Annie Clark is sitting cross-legged in the center of a light blue room covered in clouds. The room looks like a tranquil reverie and Clark, in a long black dress patterned with red roses, is very much a part of it. It’s not surprising since the Grammy award-winning musician and artist curated and designed the new House of Peroni pop-up in Nolita. Filled with custom risographs and dreamy set design, it’s truly something unique to Clark’s imagination, which is famously teeming with fantastical ideas.
This installation is one of many projects Clark has been immersed in this year. For starters, she directed and released her first horror anthology film, XX, in February. She is also directing a modern-day adaptation of The Picture Of Dorian Gray and preparing to release her fifth studio album as St. Vincent. Landing on October 13, the record is titled Masseduction, a name that plays with her fascination with portmanteau words. While her artistry has expanded from music to film, visual art, and more, she remains focused on whichever project is at hand. Right now it’s a tie between her New York pop-up opening tonight and her record which is due out next week.
The three-day event we’re at is filled with performances, panels, artwork, and design inspired by Milan’s Memphis design movement that surfaced in 1981. “I’m a huge fan of Fellini and Memphis design, so I thought it was a unique opportunity for people I’ve worked with and admired to be in the same place,” Clark notes. The singer enlisted “reverspective” artist Patrick Hughes, London-based artist Robert Montgomery, set designer and collaborator Lauren Machen, Talking Heads’s David Byrne, and modern dance choreographer Annie-B Parson to help craft her vision for the space. In reference to Italian design, the installation features an array of geometric shapes and bold patterns that are inspired by Fellini’s surrealist work, as well as opulent palace-like arches.

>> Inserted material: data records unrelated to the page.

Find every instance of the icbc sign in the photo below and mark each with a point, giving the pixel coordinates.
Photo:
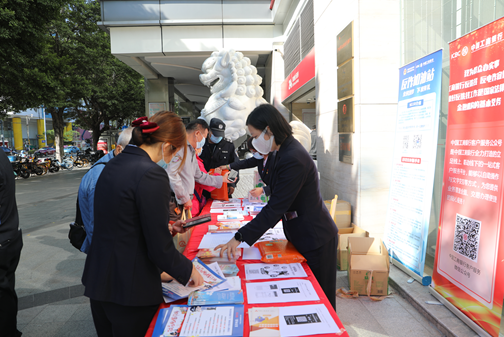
(302, 74)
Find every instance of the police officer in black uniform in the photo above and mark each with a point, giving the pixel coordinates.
(218, 150)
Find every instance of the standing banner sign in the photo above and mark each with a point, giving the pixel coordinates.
(414, 162)
(468, 267)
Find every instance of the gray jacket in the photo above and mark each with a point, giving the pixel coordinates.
(182, 182)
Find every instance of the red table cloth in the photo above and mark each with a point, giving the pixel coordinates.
(191, 251)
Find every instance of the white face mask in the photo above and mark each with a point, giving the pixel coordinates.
(262, 145)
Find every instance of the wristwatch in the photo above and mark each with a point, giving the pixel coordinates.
(238, 237)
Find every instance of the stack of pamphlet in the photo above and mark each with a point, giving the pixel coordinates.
(231, 226)
(183, 320)
(173, 291)
(304, 320)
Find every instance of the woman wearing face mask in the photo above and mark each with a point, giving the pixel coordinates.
(295, 198)
(263, 162)
(132, 243)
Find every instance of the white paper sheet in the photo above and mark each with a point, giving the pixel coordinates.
(234, 282)
(212, 240)
(202, 321)
(268, 271)
(306, 320)
(281, 292)
(273, 234)
(251, 253)
(223, 286)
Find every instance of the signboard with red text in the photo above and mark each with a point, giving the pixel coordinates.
(468, 267)
(302, 74)
(414, 162)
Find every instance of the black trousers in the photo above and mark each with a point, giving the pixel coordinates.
(322, 262)
(10, 252)
(117, 320)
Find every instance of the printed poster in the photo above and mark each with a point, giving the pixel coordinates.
(468, 264)
(414, 161)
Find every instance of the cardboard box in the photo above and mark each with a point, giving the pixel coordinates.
(366, 255)
(343, 216)
(343, 235)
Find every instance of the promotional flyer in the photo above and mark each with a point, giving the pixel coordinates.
(414, 161)
(468, 263)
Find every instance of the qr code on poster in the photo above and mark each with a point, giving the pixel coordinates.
(417, 141)
(466, 239)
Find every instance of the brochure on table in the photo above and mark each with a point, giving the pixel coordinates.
(267, 271)
(306, 320)
(216, 321)
(176, 291)
(281, 292)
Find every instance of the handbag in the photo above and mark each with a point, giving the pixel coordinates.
(77, 233)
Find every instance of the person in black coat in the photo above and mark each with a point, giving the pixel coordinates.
(132, 243)
(295, 198)
(11, 242)
(218, 151)
(259, 160)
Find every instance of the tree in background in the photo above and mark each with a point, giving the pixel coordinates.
(74, 73)
(112, 91)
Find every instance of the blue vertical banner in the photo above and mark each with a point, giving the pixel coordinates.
(414, 161)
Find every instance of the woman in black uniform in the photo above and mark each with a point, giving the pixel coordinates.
(295, 198)
(132, 243)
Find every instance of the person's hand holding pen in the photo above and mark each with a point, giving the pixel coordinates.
(231, 247)
(225, 178)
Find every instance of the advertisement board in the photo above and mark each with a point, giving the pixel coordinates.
(468, 267)
(414, 162)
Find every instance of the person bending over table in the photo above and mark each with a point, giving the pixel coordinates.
(263, 161)
(295, 198)
(132, 243)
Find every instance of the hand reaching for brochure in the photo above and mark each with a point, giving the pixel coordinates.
(225, 178)
(196, 278)
(230, 247)
(177, 227)
(256, 192)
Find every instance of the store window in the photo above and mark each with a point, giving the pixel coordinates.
(427, 26)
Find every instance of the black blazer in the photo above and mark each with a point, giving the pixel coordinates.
(265, 172)
(9, 218)
(131, 239)
(294, 187)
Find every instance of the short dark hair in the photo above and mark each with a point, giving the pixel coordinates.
(197, 124)
(267, 115)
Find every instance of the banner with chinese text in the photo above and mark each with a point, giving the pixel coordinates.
(468, 267)
(414, 161)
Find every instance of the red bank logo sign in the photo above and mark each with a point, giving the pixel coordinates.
(301, 75)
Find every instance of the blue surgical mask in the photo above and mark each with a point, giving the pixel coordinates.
(199, 145)
(162, 163)
(214, 139)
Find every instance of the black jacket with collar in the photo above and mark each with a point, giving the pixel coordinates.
(9, 218)
(265, 171)
(294, 187)
(131, 239)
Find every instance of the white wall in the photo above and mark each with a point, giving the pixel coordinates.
(364, 184)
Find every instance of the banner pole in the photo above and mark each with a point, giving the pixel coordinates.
(469, 322)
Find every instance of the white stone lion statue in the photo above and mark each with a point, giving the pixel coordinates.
(235, 88)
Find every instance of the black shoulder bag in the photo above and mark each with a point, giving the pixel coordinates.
(77, 233)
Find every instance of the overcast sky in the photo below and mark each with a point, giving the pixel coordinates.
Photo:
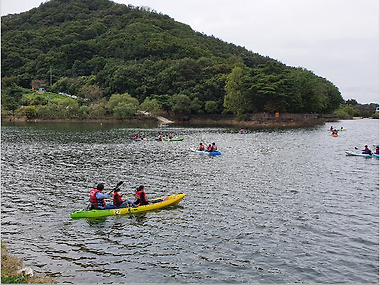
(336, 39)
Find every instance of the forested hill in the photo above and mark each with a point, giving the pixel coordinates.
(81, 45)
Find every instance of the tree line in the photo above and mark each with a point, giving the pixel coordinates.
(98, 49)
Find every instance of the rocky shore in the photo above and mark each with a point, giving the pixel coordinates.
(260, 124)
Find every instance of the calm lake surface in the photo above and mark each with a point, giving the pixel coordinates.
(278, 206)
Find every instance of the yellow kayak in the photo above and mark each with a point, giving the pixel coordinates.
(170, 201)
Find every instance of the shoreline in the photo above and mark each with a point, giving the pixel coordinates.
(262, 123)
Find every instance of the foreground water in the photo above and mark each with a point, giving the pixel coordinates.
(278, 206)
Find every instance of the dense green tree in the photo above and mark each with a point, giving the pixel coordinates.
(125, 98)
(30, 111)
(180, 104)
(234, 100)
(150, 105)
(96, 49)
(211, 107)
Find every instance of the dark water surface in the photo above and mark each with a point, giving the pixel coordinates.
(278, 206)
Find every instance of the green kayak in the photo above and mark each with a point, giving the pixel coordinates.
(170, 201)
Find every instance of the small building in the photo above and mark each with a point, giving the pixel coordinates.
(183, 119)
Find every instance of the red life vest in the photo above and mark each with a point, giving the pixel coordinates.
(141, 197)
(95, 201)
(117, 199)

The NYC multimedia space is a perfect pairing with Clark’s forthcoming record. Earlier this summer Clark made a commanding musical return with Masseduction‘s first single, “New York,” a song that pays melancholy homage to her hometown. So it’s only natural that her latest exhibition takes place in the city where she lives too. “[‘New York’] is a composite of everybody who has walked the same downtown streets I have and moved on to different cities or other planes of existence,” Clark explains. The record provides cultural critiques on plastic surgery and advertising lingo (“Los Ageless”) and a self-professed “banger” that is a multi-faceted look at anxiety and depression (“Pill”). “I was kind of using the language of advertising jingles [in “Pill”] to tell a harsh story about trying to find coping mechanisms for depression or anxiety,” she comments, with a caveat: “But you can dance to it!”
It’s not all doom and gloom for Clark. Masseduction offers glimmers of hope because, at her very core, Clark is optimistic. “I think we see hope personally in making things that reaffirm our humanity and speak to the reality of humanity and not some strange ideal,” she says. “I think that things that remind us of our humanity remind us of empathy and that’s what’s gonna save us: more empathy.”
The House of Peroni is open at 201 Mulberry Street in New York through October 8.